Journal of Rock Mechanics and Geotechnical Engineering (Jun 2024)
Multi-layer perceptron-based data-driven multiscale modelling of granular materials with a novel Frobenius norm-based internal variable
Abstract
One objective of developing machine learning (ML)-based material models is to integrate them with well-established numerical methods to solve boundary value problems (BVPs). In the family of ML models, recurrent neural networks (RNNs) have been extensively applied to capture history-dependent constitutive responses of granular materials, but these multiple-step-based neural networks are neither sufficiently efficient nor aligned with the standard finite element method (FEM). Single-step-based neural networks like the multi-layer perceptron (MLP) are an alternative to bypass the above issues but have to introduce some internal variables to encode complex loading histories.
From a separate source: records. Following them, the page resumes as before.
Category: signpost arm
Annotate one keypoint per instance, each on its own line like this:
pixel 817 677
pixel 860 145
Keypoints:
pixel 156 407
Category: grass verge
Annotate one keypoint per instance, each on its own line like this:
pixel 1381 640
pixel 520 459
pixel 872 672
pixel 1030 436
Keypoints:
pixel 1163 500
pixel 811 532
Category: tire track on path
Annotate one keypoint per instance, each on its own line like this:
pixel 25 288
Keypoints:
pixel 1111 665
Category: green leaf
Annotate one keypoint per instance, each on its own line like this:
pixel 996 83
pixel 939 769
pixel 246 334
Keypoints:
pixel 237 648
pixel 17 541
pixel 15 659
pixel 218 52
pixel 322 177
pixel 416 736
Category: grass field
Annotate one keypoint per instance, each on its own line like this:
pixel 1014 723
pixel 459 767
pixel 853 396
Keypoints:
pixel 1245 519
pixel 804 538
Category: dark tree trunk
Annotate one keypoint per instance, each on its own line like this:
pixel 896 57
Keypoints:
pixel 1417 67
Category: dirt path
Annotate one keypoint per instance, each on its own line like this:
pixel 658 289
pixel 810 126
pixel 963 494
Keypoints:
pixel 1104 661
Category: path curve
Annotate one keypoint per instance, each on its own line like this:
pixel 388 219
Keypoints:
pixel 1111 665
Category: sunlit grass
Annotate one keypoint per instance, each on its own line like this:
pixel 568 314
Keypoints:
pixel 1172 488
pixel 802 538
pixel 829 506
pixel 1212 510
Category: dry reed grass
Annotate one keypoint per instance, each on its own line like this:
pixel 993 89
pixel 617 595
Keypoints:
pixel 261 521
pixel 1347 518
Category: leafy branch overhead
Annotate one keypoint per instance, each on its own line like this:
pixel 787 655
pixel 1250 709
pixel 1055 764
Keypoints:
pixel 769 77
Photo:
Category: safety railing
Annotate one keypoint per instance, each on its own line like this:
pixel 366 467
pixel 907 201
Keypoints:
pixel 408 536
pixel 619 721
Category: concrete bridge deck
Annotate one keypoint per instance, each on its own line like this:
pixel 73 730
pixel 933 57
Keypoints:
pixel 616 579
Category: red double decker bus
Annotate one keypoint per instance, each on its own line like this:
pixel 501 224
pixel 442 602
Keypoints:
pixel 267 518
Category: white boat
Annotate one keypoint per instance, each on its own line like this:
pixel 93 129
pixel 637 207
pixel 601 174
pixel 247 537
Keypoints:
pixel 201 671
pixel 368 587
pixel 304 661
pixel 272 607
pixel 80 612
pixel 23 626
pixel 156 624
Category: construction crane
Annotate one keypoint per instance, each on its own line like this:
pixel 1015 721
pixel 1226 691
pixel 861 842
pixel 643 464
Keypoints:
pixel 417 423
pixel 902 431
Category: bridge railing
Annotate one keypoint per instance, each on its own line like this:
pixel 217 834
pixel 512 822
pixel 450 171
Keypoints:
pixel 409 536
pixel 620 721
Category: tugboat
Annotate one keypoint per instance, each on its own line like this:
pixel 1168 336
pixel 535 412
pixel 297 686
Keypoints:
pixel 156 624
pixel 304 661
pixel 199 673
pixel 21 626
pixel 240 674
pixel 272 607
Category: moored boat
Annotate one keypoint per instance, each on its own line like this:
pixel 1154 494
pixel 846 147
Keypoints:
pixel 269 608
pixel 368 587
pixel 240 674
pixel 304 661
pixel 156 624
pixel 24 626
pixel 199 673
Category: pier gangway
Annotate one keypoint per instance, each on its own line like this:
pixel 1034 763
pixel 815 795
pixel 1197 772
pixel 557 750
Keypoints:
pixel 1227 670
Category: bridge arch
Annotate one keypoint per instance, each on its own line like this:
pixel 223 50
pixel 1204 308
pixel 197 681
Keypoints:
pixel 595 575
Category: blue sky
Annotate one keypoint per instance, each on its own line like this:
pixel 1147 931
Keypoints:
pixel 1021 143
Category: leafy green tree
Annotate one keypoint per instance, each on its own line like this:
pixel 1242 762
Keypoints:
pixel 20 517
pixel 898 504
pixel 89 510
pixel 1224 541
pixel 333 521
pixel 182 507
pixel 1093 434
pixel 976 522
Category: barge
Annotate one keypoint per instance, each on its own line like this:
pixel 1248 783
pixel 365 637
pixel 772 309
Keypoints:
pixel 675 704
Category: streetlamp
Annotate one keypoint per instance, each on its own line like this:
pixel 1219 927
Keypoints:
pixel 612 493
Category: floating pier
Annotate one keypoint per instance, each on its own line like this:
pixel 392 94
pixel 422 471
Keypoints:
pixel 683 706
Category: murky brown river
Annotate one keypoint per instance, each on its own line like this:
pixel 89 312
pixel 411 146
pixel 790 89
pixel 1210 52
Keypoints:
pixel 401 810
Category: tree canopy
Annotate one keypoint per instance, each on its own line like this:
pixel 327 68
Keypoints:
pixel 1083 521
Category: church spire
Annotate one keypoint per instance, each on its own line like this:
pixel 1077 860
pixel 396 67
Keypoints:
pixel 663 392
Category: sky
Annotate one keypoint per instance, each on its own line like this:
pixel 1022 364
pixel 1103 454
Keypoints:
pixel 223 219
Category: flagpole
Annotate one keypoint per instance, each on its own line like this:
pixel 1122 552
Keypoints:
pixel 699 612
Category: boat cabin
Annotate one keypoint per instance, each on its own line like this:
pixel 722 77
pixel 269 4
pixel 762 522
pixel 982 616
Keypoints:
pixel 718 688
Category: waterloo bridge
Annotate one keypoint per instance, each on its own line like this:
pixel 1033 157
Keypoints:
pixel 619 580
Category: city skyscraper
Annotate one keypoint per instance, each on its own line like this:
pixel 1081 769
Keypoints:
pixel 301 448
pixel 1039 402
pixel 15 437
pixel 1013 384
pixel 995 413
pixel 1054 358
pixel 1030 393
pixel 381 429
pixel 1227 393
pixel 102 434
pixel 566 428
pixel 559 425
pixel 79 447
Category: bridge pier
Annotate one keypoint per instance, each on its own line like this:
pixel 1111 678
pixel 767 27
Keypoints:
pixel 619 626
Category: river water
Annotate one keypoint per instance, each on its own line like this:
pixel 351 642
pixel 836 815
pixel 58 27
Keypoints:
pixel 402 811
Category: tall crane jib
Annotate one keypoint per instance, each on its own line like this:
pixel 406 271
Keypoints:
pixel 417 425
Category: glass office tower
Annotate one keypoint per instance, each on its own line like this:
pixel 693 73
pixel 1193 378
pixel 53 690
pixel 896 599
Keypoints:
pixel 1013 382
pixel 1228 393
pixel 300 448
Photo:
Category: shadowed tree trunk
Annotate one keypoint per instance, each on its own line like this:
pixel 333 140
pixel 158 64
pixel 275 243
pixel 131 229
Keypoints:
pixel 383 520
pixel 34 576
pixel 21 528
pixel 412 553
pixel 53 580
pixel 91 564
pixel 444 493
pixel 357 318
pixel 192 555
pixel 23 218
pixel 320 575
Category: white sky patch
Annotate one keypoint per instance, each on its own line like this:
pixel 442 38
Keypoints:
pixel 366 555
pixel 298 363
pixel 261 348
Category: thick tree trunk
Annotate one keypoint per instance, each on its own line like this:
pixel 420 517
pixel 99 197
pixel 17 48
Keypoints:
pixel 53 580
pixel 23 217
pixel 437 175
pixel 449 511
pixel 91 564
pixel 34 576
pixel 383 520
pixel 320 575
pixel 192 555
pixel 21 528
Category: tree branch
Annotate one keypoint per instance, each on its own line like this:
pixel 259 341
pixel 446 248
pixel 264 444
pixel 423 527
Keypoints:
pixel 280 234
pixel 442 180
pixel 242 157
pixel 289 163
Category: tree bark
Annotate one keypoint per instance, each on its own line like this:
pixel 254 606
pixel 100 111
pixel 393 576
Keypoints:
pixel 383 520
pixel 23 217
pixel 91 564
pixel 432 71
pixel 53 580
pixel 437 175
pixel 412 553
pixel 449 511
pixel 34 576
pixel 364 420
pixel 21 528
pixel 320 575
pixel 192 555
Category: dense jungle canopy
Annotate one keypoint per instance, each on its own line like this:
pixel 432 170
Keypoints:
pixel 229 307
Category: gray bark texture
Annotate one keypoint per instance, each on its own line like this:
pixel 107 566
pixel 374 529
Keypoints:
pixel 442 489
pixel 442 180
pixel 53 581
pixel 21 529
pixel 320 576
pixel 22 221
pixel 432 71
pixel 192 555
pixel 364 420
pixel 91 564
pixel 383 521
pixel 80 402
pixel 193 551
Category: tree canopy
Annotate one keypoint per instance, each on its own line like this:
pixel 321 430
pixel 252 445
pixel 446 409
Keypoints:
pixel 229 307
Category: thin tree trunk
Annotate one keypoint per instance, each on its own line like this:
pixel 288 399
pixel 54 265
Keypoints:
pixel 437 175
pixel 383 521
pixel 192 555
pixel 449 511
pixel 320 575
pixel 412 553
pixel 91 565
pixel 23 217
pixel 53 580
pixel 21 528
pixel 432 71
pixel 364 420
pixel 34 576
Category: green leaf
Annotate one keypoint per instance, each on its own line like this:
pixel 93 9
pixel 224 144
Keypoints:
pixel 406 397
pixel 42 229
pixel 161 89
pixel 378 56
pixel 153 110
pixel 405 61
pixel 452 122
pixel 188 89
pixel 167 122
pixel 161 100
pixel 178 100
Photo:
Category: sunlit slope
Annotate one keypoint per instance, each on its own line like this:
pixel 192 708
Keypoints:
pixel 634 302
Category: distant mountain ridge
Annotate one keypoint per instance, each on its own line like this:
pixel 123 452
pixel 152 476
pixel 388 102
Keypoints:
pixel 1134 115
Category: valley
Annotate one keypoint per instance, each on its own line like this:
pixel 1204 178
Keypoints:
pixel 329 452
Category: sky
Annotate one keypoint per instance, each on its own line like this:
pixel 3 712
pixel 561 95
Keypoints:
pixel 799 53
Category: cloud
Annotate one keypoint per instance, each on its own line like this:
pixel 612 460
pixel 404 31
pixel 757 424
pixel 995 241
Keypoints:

In this work, one novel Frobenius norm-based internal variable, together with the Fourier layer and residual architecture-enhanced MLP model, is crafted to replicate the history-dependent constitutive features of representative volume element (RVE) for granular materials. The obtained ML models are then seamlessly embedded into the FEM to solve the BVP of a biaxial compression case and a rigid strip footing case. The obtained solutions are comparable to results from the FEM-DEM multiscale modelling but achieve significantly improved efficiency. The results demonstrate the applicability of the proposed internal variable in enabling MLP to capture highly nonlinear constitutive responses of granular materials.